The local governance system (at the political level of a community): In South Asia, there are - broadly speaking - two systems of local governance. One is the formal system that is part of the national government and to which members and leadership is often elected. In India this is the panchayat system, in Bangladesh the Union Parishad, and in Pakistan the Union Councils, for example. The second is the non-formal, religious systems of local governance, such as caste panchayats, shalish, jirga, or shura. These are typically led by older men in the community who are considered religious leaders and/or scholars. The analysis of addressing IPV through local governance is divided accordingly. On the whole, interventions use a range of strategies and activities to engage not just with male and female elected representatives, but also with men and boys, communities, and government institutions. One finding: In Bangladesh, Nepal, and Pakistan, having more women representatives on local governance councils encouraged more women to come forward with their concerns, and forums were active in adjudicating cases of domestic violence. However, in the NU-shalish programme initiated by Nagrik Uddyog (NU) in Bangladesh, women Shalishkars (consisting one-third of the members) did not typically intervene from concerns of gender equality but from concerns of legality and logic. In fact, in cases of spousal dispute resolution, including domestic violence, all efforts were made to reconcile the spouses, since this was the pragmatic approach in that context.

Some enabling strategies for using local governance as a platform to address IPV include: working across and with a range of institutions, and working with men (and women) in local governance institutions as members of an institution (to change their public actions) but also as individuals (to change their private beliefs and behaviour). Challenges include: backlash from traditional local governance organisations that perceive a challenge to their power; the structure of the local governance mechanism which may, for example, create or support politicisation; weak links with other institutions, and with levels of and services in the system; inadequate policy support; and logistics and finances.

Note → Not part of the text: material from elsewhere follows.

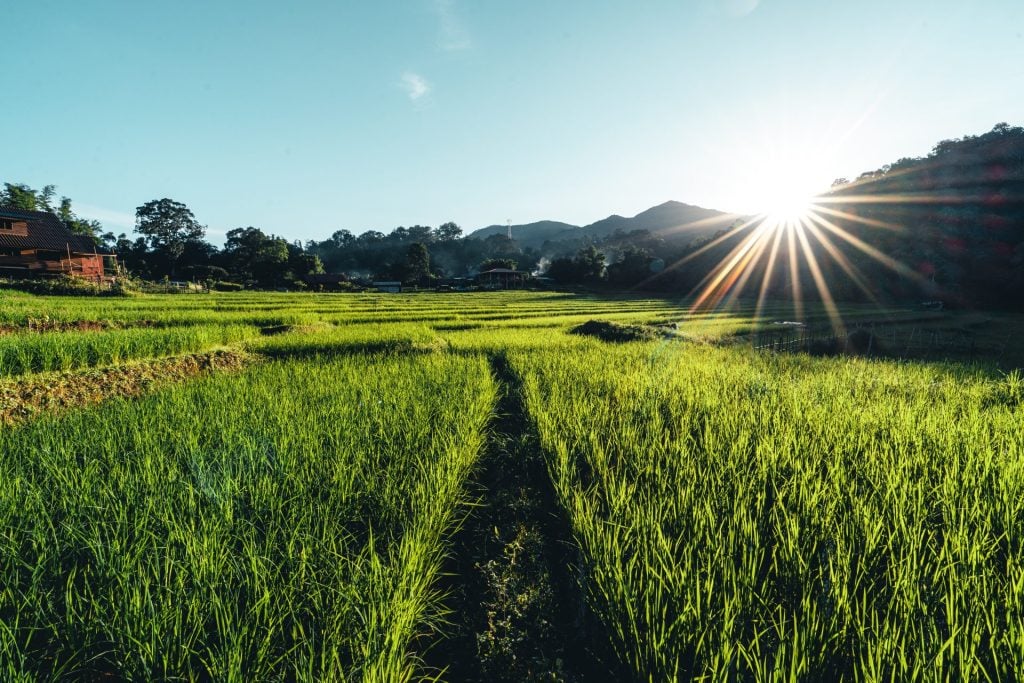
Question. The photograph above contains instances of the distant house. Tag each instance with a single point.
(502, 279)
(36, 243)
(388, 287)
(327, 281)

Several programmes reviewed in the report have been scaled up or replicated, and the report examines these, also highlighting common concerns with such a process. Next, the researchers summarise some common enablers and challenges or obstacles to success that were mentioned repeatedly across programmes, as these are likely to be critical to address no matter what platform is chosen.

  • Common enabling factors: clear protocols, procedures, and responsibilities; intensive, high-quality, gendered training; strategic engagement with other sectors and stakeholders; fostering community engagement; and including men and boys in addressing domestic violence.
  • Common challenges and obstacles: lack of evaluation and documentation; time and availability of those addressing IPV; lack of clarity about mandate; dommunity or peer hostility; engaging with men and boys in ways that maintain interest, attention, and participation; limitations in reaching the most vulnerable women; consent and confidentiality; and logistical challenges.

The report concludes with a checklist of essential elements for future pilot programmes based on lessons learned. "Going forward, programmers and donors must discuss, delineate and arrive at a clearly documented understanding of what are the elements of 'success' they expect the programming to achieve. Equally important, the envisaged success must align with the goals, strengths and constraints of the platform(s) chosen as the base of IPV interventions."